Heat wave causes major transit delays

Record-breaking heat that swept over the Bay Area on Tuesday inspired a Spare the Air Day — a day people are asked to take public transit rather than drive — but it also caused major breakdowns on two of the largest public transit systems in the Bay Area.

The heat — which maxed out at 98 degrees in San Francisco, 97 degrees in Redwood City and 92 degrees in Daly City — proved enough to melt Caltrain’s tracks, turn a third of BART cars into sweatlodges and force human train operators to take the helm from their automated computer counterparts.

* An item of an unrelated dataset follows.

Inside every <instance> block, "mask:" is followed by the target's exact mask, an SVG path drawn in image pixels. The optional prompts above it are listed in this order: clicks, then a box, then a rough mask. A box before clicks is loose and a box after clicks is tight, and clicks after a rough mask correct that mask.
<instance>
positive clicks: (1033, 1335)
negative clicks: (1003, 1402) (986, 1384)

According to Caltrain spokeswoman Christine Dunn, the trains on the agency’s Peninsula tracks were forced to slow as a safety precaution.
Trains were delayed as much as 40 minutes during the evening commute.

The heat also wreaked havoc on BART operations when computers that typically control the vehicles overheated, since BART does not have air conditioning for the rooms they are kept in. In the areas where those computers could no longer control the trains, human conductors had to take over, which slowed the trains from their normally zippy 50 to 70 mph to a sluggish 25 mph.

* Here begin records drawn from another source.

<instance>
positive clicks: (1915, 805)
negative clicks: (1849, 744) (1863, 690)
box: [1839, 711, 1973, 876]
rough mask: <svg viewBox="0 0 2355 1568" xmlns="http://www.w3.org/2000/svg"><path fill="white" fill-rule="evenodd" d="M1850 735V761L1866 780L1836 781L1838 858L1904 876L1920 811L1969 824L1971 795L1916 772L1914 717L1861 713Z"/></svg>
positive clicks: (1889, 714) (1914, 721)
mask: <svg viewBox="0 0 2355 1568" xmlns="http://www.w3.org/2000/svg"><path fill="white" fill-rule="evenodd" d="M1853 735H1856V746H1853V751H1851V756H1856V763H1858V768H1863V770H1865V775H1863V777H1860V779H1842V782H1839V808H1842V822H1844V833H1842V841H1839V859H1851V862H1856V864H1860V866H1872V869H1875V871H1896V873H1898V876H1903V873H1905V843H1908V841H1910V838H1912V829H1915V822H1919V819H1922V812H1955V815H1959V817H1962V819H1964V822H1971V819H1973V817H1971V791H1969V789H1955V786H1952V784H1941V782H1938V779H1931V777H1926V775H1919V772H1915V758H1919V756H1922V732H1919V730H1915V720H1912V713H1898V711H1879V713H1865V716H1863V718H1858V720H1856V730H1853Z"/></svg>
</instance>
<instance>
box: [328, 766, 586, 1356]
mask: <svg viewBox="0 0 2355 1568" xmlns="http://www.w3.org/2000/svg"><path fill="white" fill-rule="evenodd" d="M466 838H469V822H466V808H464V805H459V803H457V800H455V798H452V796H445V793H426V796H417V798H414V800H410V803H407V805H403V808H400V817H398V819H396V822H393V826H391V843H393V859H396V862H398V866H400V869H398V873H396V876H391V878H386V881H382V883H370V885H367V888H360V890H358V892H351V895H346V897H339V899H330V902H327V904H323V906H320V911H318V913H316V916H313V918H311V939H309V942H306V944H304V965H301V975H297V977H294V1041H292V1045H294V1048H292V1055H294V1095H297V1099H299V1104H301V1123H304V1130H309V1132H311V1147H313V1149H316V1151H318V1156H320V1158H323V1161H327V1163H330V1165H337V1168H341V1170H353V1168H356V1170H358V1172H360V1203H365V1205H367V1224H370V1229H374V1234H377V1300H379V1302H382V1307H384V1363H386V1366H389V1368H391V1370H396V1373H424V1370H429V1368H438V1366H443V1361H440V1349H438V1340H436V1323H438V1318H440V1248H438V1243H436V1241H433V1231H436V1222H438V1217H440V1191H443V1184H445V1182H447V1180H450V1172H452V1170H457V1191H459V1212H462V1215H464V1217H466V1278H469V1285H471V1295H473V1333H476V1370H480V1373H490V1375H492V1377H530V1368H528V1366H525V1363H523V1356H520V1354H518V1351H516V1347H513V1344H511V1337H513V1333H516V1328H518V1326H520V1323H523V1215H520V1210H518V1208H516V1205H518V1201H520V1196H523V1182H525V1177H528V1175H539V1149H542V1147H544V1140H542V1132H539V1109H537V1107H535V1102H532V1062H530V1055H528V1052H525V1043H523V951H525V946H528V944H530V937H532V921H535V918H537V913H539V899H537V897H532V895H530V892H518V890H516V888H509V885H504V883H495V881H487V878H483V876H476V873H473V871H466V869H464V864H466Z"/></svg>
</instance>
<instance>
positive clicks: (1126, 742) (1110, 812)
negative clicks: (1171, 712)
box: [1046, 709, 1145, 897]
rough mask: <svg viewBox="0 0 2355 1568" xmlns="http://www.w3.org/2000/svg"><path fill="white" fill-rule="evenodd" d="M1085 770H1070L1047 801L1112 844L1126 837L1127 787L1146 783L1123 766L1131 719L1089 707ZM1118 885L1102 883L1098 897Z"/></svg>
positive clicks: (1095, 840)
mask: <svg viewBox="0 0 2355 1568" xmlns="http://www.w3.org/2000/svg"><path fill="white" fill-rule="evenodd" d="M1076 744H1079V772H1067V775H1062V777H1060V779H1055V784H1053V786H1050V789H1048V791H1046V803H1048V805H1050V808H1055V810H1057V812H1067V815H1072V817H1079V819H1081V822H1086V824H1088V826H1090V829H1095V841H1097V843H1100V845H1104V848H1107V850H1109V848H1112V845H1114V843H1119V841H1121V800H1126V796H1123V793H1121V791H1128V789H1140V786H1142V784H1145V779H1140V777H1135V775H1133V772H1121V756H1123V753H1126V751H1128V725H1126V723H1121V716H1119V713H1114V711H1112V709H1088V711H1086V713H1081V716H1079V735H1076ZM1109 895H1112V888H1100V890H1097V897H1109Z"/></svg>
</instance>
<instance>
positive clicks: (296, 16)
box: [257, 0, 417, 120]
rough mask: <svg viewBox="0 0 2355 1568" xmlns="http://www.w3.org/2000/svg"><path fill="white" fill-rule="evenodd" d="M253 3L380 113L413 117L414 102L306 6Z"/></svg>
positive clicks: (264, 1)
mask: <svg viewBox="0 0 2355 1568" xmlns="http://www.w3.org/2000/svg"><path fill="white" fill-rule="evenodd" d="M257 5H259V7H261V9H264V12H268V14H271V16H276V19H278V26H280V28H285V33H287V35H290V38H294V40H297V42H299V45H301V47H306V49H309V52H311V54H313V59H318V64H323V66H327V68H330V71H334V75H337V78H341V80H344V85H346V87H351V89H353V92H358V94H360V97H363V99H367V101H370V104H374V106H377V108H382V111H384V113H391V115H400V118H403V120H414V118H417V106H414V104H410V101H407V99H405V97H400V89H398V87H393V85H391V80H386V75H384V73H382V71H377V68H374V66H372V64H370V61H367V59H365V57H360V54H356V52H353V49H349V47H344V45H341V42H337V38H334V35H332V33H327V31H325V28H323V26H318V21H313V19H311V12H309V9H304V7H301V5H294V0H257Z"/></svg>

The 25-minute delays this caused during rush hour were especially miserable for riders who had the misfortune of riding on cars with broken air conditioning — fully one-third of the fleet, said Johnson.

BART took the malfunctions as an opportunity to demand more funds for the agency, saying it needs more money to air-condition the rooms the computers are located in, as well as to fix or replace the fleet with no air conditioning. The agency this year has an unexpected $4.5 million surplus.